With “Air,” it all adds up to an incredibly fun package one that’s old-fashioned but also vibrant and satisfyingly new. Affleck works from a sharp and snappy script by Alex Convery about how Nike landed Jordan by creating not just a shoe for him but one of him. His soon-to-be iconic persona represented in footwear form that made us all feel like we could fly so high, too. This may sound like it’s a two-hour sneaker commercial for “Air Jordans.” It is not that at all. If you love movies about process, about people who are good at their jobs, then you’ll be absorbed by all the moments spent inside offices, conference rooms and production labs here.
It’s what happens within those mundane spaces that makes “Air” such a pleasure, starting with the reunion of Affleck and Matt Damon. It’s so much fun to watch these lifelong best friends, frequent co-stars and co-writers bouncing off each other again, needling and prodding each other, more than a quarter-century after “Good Will Hunting.” Damon stars as Vaccaro, the Nike recruiting guru who saw the North Carolina kid as a once in a lifetime player and wouldn’t take no for an answer, he kept him from going to Converse or Adidas or any of those cooler brands. Affleck is Nike co-founder and former CEO Phil Knight, who’s part Zen master and part corporate shark. He pads around the office barefoot but drives a Porsche that he insists isn’t purple it’s grape. Vaccaro is his friend and fellow soldier from the company’s earliest days; he’s the only one who can give Knight some truth, and both the warmth and tension of that relationship come through.
The year is 1984 (oh boy, it sure is but more on that in a minute), and Nike’s basketball division is an afterthought within the Oregon based running shoe company. Nike itself is an also-ran among its competitors. Vaccaro knows Jordan can change all that (“Air” consists mainly of him telling everyone around him that), though character actor Matthew Maher nearly steals the movie as Nike’s idiosyncratic shoe design guru Peter Moore.

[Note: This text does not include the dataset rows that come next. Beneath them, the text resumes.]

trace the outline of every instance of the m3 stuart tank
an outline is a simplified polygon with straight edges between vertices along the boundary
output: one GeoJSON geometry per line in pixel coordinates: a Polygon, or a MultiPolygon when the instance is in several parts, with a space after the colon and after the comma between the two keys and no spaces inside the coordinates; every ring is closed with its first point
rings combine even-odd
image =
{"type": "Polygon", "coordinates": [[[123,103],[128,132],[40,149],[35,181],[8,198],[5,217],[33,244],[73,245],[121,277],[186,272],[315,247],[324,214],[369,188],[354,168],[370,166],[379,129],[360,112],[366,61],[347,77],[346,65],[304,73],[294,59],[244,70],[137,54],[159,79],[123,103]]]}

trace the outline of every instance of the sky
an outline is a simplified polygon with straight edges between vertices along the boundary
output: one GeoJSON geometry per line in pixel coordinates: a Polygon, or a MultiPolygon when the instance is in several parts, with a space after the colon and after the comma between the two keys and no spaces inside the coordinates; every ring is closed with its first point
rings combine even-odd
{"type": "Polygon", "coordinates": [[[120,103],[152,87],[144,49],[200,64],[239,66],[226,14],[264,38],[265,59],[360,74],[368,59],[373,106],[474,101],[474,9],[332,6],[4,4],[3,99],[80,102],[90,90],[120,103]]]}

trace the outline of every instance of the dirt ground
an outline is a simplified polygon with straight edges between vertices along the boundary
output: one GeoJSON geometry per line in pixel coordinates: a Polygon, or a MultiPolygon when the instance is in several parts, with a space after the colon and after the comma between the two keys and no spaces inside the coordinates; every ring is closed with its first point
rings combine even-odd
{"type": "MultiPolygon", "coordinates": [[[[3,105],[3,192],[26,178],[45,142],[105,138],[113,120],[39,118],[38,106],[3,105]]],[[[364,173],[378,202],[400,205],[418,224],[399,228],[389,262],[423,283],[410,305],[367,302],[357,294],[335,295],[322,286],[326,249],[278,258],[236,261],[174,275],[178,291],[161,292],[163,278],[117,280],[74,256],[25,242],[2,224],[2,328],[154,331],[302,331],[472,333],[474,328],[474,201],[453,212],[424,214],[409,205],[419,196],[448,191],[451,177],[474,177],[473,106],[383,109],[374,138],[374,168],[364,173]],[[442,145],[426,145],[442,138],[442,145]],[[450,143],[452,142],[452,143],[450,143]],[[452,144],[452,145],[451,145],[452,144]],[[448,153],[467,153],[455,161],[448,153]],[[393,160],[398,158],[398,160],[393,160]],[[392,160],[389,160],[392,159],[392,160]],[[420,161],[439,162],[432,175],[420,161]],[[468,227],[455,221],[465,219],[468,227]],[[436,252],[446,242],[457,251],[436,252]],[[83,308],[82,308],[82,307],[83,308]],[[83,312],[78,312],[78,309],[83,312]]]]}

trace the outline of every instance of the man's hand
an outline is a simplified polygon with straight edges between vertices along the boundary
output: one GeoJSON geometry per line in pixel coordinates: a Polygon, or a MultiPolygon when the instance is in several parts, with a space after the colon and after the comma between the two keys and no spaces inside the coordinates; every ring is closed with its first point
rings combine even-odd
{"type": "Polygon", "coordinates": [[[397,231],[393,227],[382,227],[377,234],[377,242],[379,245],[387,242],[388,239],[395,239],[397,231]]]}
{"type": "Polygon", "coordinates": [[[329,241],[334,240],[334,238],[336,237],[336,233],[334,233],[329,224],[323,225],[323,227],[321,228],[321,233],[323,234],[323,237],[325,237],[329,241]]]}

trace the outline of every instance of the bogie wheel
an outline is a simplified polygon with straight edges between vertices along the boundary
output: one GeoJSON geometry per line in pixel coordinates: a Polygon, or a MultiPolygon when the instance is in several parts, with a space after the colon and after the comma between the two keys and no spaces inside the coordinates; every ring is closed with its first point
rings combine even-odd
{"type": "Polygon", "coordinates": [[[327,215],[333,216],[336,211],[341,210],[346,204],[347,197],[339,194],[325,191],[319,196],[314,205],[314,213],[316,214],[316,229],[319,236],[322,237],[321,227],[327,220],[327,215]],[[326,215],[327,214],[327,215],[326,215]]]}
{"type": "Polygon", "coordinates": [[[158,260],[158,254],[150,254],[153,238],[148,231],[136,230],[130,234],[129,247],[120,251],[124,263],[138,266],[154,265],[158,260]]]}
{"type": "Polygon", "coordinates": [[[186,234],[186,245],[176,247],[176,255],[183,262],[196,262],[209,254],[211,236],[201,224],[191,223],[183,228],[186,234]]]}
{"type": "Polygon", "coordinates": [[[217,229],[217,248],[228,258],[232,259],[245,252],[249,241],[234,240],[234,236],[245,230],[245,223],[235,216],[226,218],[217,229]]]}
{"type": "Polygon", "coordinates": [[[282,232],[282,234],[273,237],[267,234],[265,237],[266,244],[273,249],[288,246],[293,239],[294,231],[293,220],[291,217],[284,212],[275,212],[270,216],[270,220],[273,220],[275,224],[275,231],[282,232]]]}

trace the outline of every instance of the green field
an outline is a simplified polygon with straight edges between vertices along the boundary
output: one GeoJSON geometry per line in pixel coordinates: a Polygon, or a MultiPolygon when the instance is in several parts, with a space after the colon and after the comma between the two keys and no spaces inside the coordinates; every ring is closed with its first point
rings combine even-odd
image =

“Air” is a timeless underdog story about guts, dreams and moxie. So Vaccaro delivers a killer monologue at a key moment in hopes of closing this deal with Jordan (whom Affleck shrewdly never shows us full-on he remains an elusive idea, as he should be, but an intoxicating bit of cross cutting reveals the legacy he’ll leave over time). But Affleck very much wants to make us feel we’re in the mid-’80s. Sometimes, this comes through subtly and amusingly there’s a throwaway joke about Kurt Rambis that made me chuckle (you don’t have to know anything about basketball or this era to enjoy the film, but there are many extra pleasures if you do). More often, however, Affleck goes for nostalgia with needle drops and pop culture references practically wallpapering every scene; if this opening montage isn’t enough Cabbage Patch Kids! Hulk Hogan! The “Where’s the Beef?” ad! President Reagan! Princess Diana! he throws in a Rubik’s Cube or a stack of Trivial Pursuit cards as a transitional device. And ‘80s hits provide such wall to wall accompaniment that they become distracting from Violent Femmes and Dire Straits to Cyndi Lauper and Chaka Khan to Night Ranger’s “Sister Christian” playing while Knight simply pulls into the Nike parking lot.
But that’s a minor quibble about a movie that otherwise is as smooth and steady as one of Jordan’s buzzer beating, fadeaway jumpers in the late ’90s.